What does it mean for you, Benton, to work at WT as a former student, and how do you feel the engineering program has helped you to prepare for the work that you do now?
Benton: I am a local, born and raised; like [Dr. Hunt], I grew up in the Amarillo-Canyon area and came to football games at Kimbrough Stadium my entire life. I came to college here kind of begrudgingly; it felt like the right option even though I didn’t really think it was, but once I got on campus it was just the best choice I could have made. I met Dr. Hunt very early on during my first semester here on campus. So, experiencing WT as an undergraduate, a grad student, a student worker, a minion in the research laboratories, and now getting to work for the University in a professional role and getting to develop things in our labs in Canyon, which are being used at the bottom of the ocean and across the world, I can’t imagine a more fulfilling role or opportunity as an engineer. I’d love to call myself an inventor; that’s the ultimate goal!

Dr.
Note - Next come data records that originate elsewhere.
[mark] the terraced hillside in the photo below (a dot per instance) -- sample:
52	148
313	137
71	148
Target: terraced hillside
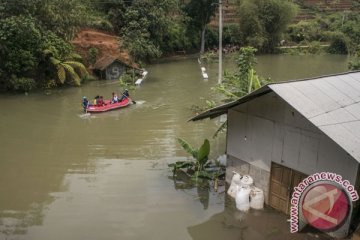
307	9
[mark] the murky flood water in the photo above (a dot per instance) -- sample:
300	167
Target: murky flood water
65	176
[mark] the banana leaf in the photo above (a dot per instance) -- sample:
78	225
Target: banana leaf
204	152
186	146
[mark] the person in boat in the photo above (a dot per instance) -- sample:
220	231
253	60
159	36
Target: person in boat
114	98
96	100
125	95
85	103
100	101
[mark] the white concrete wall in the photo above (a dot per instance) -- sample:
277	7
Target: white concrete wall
268	129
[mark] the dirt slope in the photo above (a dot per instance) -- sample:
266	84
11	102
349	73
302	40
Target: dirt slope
107	45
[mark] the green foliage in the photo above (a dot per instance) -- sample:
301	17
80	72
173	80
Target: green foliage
341	30
21	84
304	31
200	155
232	34
338	43
240	82
199	13
262	22
354	64
32	31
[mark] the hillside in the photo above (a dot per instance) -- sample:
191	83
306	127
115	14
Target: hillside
108	46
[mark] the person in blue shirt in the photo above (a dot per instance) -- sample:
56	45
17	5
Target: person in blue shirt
125	95
85	103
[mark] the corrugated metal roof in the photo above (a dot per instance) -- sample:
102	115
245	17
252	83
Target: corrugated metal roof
331	103
105	61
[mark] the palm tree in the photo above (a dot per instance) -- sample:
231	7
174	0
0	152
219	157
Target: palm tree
69	68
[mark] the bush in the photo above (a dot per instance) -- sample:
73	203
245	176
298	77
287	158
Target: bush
93	53
21	84
338	43
304	31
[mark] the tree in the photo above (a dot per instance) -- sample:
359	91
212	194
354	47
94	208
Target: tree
20	40
200	13
242	81
263	21
67	68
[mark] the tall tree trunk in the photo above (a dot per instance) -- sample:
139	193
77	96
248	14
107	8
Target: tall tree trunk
202	48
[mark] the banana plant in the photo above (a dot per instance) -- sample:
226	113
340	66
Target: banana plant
201	155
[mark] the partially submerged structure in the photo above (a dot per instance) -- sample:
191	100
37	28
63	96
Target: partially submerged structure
112	67
283	132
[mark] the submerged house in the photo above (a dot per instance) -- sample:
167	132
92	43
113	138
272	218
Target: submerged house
284	132
112	67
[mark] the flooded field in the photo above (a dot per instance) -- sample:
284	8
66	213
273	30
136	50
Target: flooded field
105	176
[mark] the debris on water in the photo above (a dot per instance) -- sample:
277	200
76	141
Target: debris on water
159	106
85	115
140	102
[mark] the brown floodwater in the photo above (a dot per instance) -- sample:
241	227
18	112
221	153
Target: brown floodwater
64	175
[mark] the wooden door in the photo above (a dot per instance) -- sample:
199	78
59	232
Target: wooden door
282	182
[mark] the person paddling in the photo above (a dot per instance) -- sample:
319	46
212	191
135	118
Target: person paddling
125	95
85	103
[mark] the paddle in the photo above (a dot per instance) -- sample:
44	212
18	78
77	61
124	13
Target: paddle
129	98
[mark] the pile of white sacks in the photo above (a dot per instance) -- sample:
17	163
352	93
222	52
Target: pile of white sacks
245	193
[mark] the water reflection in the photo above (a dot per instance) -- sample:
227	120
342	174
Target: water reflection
105	176
232	224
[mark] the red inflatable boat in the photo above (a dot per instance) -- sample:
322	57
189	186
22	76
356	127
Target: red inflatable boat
108	106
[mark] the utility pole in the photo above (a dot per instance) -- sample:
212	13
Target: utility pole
220	42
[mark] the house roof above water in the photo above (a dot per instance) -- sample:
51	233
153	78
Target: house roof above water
331	103
106	61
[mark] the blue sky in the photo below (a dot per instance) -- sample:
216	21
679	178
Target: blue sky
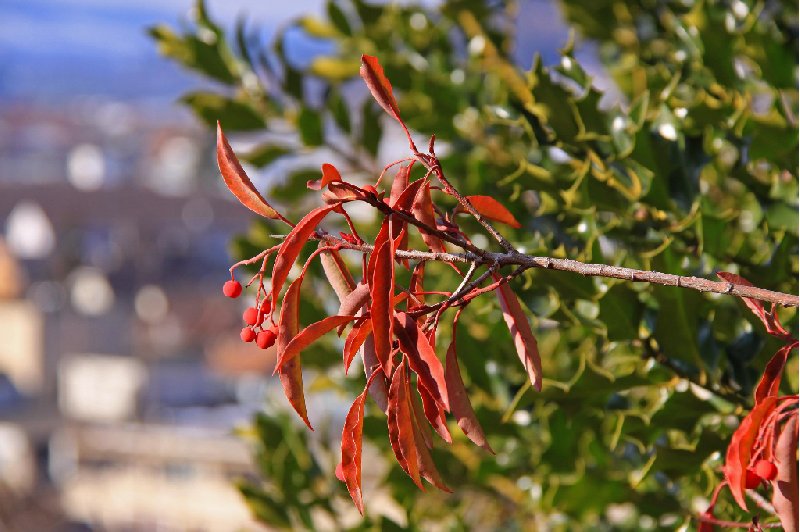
51	50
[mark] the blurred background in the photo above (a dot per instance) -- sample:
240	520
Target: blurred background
122	378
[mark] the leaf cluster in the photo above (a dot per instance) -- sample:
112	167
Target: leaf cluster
691	169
Hunt: We are! The patent issuance gives you that!

Benton: And maybe so! I get to do that here, and I just love that. I’m so thankful for Dr. Hunt, and we have a great board of investors that support us and have allowed us to get to this point. For everyone at the WT Enterprise Center and Amarillo Economic Development, they’ve all played a part in helping us get here where we are taking technology from our labs in Canyon and installing it all across the world.

How has COVID-19 impacted the development of your products, especially with Copper Clean?
Benton: A lot of times people don’t already have a connection in their mind between what they learned in high school microbiology and the metals that they interact with in the oil and gas industry. If we’re looking for silver linings, humanity’s awareness of microorganisms is significantly different than it was a year ago. That has allowed us to focus more on the strengths and the nuances of our product lines and less on the fundamental education of what microorganisms are. That’s been positive for us, in the development of our Copper Clean antimicrobial service line that stemmed directly from the pandemic, and we were able to harvest technology that we developed in the past and implemented in a way that re-instilled confidence among consumers, customers, and facility visitors during the pandemic. We’ve done our best to make some bright spots out of some really dark times.

Dr. Hunt: One of the things that has been good for us in this last year is that we work on a lot of materials for very specific applications—we’re looking at down-hole oil and gas and offshore fouling projects that are very specific, very tailored materials—and what we’ve been able to do in this last year is launch materials that can be used everywhere by people we care about at our own University, our own local restaurants, movie theaters, and our airport. So, I think that it’s been very satisfying for us in this last year to create a product that is more “people first” rather than such a highly technical scientific application.